Mlliyet Milliyet Blog Milliyet Blog
 
Facebook Connect
Blog Kategorileri
 

27 Haziran '13

 
Kategori
TV Programları
 

Kuzey&Güney finali için ne söylesem az...

Kuzey&Güney finali için ne söylesem az...
 

Her bölümü en az iki kez izledim…Ama anladım ki , doyamamışım daha..

Hikâyelerini çok sevdim… Öylesine cuk oturmuştu ki herkes rolüne, öylesine güzel oynamışlardı ki, adeta evimizden biri olup çıkıvermişlerdi…

Dün akşam final yaptı Kuzey&Güney… İki sezonda, tam tadında… Gereksiz yere uzatmadılar, hikâyeyi şahane bir şekilde toparladılar…

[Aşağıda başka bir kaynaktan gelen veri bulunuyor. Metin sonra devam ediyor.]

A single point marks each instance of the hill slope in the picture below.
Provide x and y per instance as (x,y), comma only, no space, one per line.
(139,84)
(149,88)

Son zamanlarda seyrettiğim en iyi finaldi... İzleyicinin tam istediği gibi bitirdiler, ama ters köşe yapıp yüreklerimizi ağzımıza getirmeyi de ihmal etmediler…

Senaryo kimilerinin eleştirilerine rağmen, çok iyiydi bana göre... Hikâye çok güçlüydü… Karakterler çok iyi sunuldu bize… Ece Yörenç ve Melek Gençoğlu, bu defa diğer senaryolarını da aştılar benim görüşüm… Yürekleri uzun ömürlü, kalemleri güçlü olsun…

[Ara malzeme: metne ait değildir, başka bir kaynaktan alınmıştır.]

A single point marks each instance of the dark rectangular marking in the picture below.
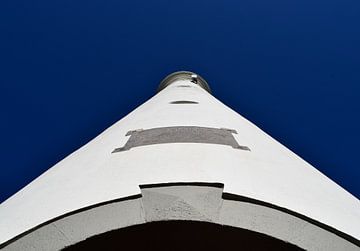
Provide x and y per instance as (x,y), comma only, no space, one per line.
(181,134)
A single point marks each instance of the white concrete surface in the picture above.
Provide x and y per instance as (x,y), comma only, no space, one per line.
(269,172)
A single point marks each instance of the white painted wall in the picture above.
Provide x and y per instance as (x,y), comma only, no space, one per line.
(269,172)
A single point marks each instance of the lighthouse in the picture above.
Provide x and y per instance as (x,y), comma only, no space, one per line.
(181,172)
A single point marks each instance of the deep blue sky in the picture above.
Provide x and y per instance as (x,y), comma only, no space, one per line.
(71,68)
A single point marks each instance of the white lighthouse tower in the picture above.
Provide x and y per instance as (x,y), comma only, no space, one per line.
(181,172)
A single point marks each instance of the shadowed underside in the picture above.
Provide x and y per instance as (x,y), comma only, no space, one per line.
(182,235)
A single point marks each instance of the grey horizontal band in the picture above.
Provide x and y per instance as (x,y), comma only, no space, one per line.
(184,75)
(181,134)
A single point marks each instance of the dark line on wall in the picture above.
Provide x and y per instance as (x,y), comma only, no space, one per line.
(234,197)
(199,184)
(132,197)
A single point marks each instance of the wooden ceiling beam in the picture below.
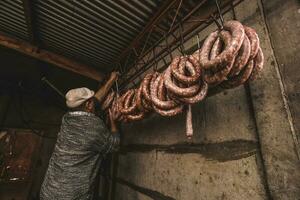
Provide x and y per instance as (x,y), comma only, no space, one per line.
(50,57)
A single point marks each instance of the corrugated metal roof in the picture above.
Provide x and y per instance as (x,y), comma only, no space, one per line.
(12,19)
(92,32)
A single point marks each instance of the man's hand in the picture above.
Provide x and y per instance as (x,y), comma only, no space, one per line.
(114,76)
(113,124)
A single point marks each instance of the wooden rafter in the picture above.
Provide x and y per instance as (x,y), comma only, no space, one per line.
(50,57)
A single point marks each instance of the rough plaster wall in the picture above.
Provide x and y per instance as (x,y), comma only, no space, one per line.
(244,146)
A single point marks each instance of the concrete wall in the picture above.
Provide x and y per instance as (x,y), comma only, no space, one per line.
(246,139)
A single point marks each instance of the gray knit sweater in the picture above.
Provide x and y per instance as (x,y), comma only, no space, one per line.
(82,143)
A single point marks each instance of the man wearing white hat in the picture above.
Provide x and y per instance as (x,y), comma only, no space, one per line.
(82,143)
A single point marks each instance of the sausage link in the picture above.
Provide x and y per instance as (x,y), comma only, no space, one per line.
(239,79)
(186,63)
(242,58)
(146,86)
(258,64)
(237,32)
(254,41)
(176,90)
(201,94)
(157,90)
(215,78)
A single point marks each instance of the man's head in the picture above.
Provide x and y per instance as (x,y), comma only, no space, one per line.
(81,99)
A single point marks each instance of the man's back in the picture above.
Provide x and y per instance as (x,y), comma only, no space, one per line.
(82,143)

Kıvanç Tatlıtuğ’un oyunculuğunu zirveye taşıdığı Kuzey karakterinde, anladık ki oyuncu olmak yürekten gelen bir beceriymiş öncelikle… Buğra Gülsoy, Güney ile tanıştırdı bizi ve her ikisi de son sahneye kadar karakterlerinin hakkını verdiler… Ben iki sezon boyunca en çok, Kuzey ile Güney’in karşılıklı sahnelerinden keyif aldım…

Çok fazla eleştirilen Öykü Karayel, ilk başlarda Cemre karakterine hiç yakıştırılmasa da, ben yazdığım yazılardan birinde onun için “dinledikçe değeri anlaşılan şarkılar gibi” demiştim… Gerçekten de bu dediğim gibi çıktı… Cemre karakterinde öylesine başarılı oldu ki, onu eleştirenlere de en güzel cevabı bu şekilde verdi…

Sadece onlar mı… Herkes ama herkes şahane karakterler sundu bize… Semra Dinçer, Hale Soygazi ve Zerrin Tekindor, üç farklı anneyi nasılda güzel anlattılar bize… Banu karakterinde, çok başarılıydı Bade Sualp örneğin… Güney’in sadece bakışıyla oynadığı pek çok sahneyi ağzım açık izledim… Kuzey’in tavırlarında, konuşmasında, küfür edişinde bile hayran bıraktı bizi kendine Kıvanç Tatlıtuğ… Zeynep karakterinde Merve Boluğur, yine kötü kalp nasıl olur başarıyla gösterdi bize… Öykü Karayel ise, o kadar doğaldı, o kadar içimizden biri oldu ki, her duyguyu sanki beraber yaşadık, onunla ağladık onunla güldük…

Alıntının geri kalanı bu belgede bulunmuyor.